On Mon, Sep 23, 2019 at 11:57 PM Dave Allured - NOAA Affiliate <
dave.allured at noaa.gov> wrote:

> What do you mean by combine each year together?  If you can condense each
> year by computing intermediate results for each year in smaller arrays,
> then yes this is an excellent approach to a large file problem.  If you
> mean read all daily grids in chunks, this is more difficult.
>
> The code sample that I sent before should work as well as reading all
> daily grids in chunks.  It will give helpful information about this
> problem, whether it works or fails.  Can you please let us know what
> problem it generates, if any?  Running too slow is a valid complaint in
> this case.
>
> Please make two changes before running this again:
>
> (1)  There is a mistake on line 5 below.  If you did not already fix this,
> please change to:
>
>     dims3(0) = nfiles
>
> (2)  For better diagnostics, change the print statement inside the loop to
> this:
>
>     print (systemfunc ("date") + "    " + i)
>
>
> On Mon, Sep 23, 2019 at 8:57 AM Setareh Rahimi <setareh.rahimi at gmail.com>
> wrote:
>
>> Dear all,
>>
>> Is this possible to combine each year together separately, and then
>> combine all of those combined years? Does it make sense? Please kindly
>> advice me in this regard.
>> Best wishes,
>>
>>
>> On Fri, Sep 20, 2019 at 8:44 PM Dave Allured - NOAA Affiliate <
>> dave.allured at noaa.gov> wrote:
>>
>>> You are trying to create an array of about 35 Gbytes in memory.  This is
>>> large and may be straining some limit inside the I/O system.  This may be
>>> difficult to debug directly.
>>>
>>> Instead try an alternate strategy, not using addfiles.  Pre-allocate the
>>> large array in NCL.  Then read files one at a time in a loop, and insert
>>> them into the large array.  Something like this (not tested):
>>>
>>>    fils = systemfunc ("ls /*/*.nc")
>>>    f = addfile (fils(0), "r")
>>>    dims3 = getfilevardimsizes (f, "p")
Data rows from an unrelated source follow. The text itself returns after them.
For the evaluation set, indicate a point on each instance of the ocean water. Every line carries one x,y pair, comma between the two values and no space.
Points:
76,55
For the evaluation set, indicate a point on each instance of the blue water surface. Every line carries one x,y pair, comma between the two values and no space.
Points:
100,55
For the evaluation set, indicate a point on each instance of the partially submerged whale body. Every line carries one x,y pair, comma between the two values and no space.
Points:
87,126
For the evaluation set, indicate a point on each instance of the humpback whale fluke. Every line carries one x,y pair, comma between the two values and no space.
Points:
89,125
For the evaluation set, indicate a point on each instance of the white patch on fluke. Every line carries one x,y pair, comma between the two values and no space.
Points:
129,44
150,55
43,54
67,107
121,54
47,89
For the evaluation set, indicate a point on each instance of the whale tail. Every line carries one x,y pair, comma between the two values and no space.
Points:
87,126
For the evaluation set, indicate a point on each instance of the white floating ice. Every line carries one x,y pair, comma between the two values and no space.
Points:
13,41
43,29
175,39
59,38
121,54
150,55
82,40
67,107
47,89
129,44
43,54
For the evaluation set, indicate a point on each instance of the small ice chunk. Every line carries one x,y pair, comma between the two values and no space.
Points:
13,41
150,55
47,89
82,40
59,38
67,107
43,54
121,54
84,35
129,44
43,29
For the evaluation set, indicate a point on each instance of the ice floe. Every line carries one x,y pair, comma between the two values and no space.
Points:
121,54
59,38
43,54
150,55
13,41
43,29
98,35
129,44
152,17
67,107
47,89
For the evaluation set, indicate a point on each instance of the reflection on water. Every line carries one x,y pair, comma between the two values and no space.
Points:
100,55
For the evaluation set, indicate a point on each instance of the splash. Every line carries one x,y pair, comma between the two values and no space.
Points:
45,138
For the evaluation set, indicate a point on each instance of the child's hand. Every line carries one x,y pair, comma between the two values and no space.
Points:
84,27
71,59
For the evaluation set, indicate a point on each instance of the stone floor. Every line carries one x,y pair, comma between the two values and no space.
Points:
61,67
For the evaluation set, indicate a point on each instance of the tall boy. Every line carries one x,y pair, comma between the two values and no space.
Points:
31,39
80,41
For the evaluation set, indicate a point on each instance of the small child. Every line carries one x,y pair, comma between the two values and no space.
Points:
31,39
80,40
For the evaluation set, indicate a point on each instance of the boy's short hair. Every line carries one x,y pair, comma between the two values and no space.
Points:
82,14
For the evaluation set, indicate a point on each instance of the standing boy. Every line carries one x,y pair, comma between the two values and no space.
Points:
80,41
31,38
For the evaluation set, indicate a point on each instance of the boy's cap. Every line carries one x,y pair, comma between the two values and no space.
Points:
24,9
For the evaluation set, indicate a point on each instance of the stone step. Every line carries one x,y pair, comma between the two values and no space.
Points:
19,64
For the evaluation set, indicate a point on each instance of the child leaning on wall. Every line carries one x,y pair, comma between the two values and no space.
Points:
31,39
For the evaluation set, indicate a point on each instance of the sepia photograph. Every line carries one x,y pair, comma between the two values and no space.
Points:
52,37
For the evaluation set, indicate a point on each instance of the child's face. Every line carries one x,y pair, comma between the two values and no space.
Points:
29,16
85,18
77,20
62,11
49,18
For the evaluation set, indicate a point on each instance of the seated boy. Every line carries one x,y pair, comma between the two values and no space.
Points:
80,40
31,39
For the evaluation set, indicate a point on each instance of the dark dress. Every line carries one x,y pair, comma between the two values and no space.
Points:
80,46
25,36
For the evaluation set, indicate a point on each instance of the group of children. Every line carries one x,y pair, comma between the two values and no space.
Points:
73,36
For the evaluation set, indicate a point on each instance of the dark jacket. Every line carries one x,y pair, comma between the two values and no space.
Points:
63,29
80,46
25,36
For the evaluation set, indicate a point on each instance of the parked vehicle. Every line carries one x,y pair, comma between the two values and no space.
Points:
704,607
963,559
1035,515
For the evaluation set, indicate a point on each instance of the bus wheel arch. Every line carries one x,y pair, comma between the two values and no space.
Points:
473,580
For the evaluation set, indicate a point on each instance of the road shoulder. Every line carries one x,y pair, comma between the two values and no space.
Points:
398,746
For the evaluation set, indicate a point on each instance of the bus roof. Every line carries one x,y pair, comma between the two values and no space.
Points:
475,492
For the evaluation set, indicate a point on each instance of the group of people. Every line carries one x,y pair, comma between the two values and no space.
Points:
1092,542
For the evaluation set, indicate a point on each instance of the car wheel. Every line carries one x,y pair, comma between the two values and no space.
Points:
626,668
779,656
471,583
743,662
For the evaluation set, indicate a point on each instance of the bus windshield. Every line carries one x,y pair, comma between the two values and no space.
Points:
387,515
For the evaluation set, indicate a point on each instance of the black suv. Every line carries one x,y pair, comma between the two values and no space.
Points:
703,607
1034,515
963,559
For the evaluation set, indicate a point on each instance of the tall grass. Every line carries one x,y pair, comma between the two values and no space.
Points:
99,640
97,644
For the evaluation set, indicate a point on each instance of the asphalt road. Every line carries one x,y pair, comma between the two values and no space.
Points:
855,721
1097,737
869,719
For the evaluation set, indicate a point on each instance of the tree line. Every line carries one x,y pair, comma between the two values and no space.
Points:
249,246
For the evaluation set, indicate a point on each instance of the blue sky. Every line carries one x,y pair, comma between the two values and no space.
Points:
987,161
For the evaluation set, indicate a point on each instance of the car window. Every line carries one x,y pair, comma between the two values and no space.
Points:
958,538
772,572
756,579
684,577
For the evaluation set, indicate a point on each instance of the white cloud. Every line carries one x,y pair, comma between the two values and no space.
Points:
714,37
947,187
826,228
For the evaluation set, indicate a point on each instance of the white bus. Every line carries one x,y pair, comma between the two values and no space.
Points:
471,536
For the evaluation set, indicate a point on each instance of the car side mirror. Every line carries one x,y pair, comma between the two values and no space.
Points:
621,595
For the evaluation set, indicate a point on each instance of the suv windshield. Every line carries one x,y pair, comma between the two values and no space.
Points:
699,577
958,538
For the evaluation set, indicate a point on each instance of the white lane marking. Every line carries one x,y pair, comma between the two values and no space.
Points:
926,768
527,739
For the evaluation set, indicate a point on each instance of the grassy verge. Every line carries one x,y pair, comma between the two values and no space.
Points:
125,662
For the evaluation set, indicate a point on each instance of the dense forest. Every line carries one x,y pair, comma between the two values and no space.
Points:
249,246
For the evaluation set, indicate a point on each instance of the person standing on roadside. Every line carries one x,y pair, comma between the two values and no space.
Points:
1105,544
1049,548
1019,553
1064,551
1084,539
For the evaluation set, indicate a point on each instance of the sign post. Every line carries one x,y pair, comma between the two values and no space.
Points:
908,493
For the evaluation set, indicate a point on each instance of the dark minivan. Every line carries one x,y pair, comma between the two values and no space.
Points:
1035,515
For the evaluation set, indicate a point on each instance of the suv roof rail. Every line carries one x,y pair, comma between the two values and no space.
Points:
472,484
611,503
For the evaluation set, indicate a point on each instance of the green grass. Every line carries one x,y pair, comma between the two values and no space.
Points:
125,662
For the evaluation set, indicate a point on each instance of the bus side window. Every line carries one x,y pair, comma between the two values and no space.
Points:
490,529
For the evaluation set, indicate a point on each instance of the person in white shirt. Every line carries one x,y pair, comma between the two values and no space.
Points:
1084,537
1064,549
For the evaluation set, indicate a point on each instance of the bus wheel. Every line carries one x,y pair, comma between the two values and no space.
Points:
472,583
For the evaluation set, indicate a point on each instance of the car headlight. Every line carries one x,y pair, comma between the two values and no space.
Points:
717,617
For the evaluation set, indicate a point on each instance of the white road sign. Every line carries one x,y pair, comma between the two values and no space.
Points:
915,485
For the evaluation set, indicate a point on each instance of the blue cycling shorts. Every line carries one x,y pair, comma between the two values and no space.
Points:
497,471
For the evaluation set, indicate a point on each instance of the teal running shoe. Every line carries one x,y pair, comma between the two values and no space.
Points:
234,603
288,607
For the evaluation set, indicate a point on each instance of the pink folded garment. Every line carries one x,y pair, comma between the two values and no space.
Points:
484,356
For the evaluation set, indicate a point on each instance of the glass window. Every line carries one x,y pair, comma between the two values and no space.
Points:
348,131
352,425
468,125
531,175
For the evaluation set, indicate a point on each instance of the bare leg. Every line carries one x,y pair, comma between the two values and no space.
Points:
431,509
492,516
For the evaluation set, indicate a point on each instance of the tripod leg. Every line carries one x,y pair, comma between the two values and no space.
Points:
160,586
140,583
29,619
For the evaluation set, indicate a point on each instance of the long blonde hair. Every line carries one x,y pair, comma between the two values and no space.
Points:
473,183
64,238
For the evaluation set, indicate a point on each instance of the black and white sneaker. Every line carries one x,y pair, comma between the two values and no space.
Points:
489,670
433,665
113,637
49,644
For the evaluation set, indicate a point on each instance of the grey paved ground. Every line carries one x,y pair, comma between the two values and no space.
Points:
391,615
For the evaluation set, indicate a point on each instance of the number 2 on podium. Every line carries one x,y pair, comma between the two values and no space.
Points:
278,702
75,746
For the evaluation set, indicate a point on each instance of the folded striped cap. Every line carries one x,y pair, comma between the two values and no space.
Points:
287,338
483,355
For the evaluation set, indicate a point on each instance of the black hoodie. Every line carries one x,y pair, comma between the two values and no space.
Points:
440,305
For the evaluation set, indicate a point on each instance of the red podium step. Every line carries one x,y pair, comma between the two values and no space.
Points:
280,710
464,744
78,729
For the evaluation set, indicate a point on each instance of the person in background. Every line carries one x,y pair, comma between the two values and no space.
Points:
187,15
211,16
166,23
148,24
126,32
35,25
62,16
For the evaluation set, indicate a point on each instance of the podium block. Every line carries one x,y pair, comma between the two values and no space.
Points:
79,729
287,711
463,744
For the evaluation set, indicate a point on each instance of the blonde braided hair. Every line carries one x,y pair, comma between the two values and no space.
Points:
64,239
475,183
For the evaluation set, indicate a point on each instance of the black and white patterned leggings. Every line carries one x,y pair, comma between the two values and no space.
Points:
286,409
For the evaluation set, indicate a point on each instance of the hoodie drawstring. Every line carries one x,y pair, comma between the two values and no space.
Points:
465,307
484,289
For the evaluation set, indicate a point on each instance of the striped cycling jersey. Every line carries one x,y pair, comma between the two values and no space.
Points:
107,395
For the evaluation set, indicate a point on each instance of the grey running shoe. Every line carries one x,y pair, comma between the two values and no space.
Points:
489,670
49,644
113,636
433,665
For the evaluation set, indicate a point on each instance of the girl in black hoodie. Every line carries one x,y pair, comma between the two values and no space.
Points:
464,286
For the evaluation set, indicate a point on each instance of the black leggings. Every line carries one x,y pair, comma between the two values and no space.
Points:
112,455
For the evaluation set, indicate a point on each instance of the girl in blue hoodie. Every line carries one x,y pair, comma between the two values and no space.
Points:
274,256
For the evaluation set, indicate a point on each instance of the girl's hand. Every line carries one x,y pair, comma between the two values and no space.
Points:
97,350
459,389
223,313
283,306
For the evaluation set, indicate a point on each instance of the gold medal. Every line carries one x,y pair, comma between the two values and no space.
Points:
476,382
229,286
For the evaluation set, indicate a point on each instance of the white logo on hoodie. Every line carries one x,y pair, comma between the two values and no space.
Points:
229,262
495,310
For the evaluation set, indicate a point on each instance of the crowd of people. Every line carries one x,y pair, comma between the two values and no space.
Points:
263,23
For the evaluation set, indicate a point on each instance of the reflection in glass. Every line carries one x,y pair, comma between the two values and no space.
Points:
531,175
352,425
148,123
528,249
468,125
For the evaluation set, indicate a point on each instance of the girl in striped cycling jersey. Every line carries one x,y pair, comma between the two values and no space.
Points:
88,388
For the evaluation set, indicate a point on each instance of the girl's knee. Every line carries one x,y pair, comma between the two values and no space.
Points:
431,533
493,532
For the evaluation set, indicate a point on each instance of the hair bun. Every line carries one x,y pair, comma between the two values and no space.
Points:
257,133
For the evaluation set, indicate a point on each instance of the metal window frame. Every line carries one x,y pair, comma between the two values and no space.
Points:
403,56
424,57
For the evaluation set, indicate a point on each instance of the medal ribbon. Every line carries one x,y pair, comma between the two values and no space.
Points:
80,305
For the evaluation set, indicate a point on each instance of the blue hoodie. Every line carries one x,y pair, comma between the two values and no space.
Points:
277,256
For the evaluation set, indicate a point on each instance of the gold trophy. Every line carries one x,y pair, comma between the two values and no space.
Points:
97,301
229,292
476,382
>>>    nfiles = dimsizes (fils)
>>>    dims(0) = nfiles
>>>    print (dims3)
>>>
>>>    x = new (dims3, "float")
>>>    printVarSummary (x)
>>>
>>>    do i = 0, nfiles-1
>>>       print (i+"")
>>>       f = addfile (fils(i), "r")
>>>       x(i,:,:) = f->p
>>>    end do
>>>
>>>    printVarSummary (x)
>>>    printMinMax (x,0)
>>>
>>> This will probably avoid memory problems in the I/O system, but you
>>> might run into an out of memory problem in the NCL core.  This test program
>>> will help to localize the problem.
>>>
>>> It is also time to check more version information.  How was NCL on your
>>> system built and installed?  Can you get the version numbers of the netcdf
>>> and HDF5 libraries that NCL was built with?  There were hints in previous
>>> diagnostics that you may be using older library versions.  Caution, the
>>> library versions linked with NCL may not be the same versions used in
>>> command line tools h5dump and ncdump.
>>>
>>> Also what is the physical memory size (RAM) in your Mac?
>>>
>>>
>>> On Fri, Sep 20, 2019 at 8:00 AM Setareh Rahimi <setareh.rahimi at gmail.com>
>>> wrote:
>>>
>>>> Dear Dave,
>>>> Thank you for your suggestion. I think the problem comes from where  I
>>>> combine so many NetCDF files together. However, I could not remove the
>>>> warnings.
>>>> Best wishes,
>>>>
>>>> On Thu, Sep 19, 2019 at 11:35 PM Dave Allured - NOAA Affiliate <
>>>> dave.allured at noaa.gov> wrote:
>>>>
>>>>> That is good information from the diagnostics.  All file structure
>>>>> details look fine to me.  However I notice that you are using addfiles to
>>>>> open about 12780 files simultaneously.  I missed this the first time.  You
>>>>> may be running into a system limit of number of simultaneous open files.
>>>>>
>>>>> This is discussed in a paragraph about half way down the documentation
>>>>> page for the addfiles function.  From that, I suggest adding this line
>>>>> before your addfiles command:
>>>>>
>>>>>      setfileoption ("nc", "SuppressClose", False)
>>>>>
>>>>> I am not familiar with this option.  It is possible that you need to
>>>>> place this command after addfiles, and change the first argument from "nc"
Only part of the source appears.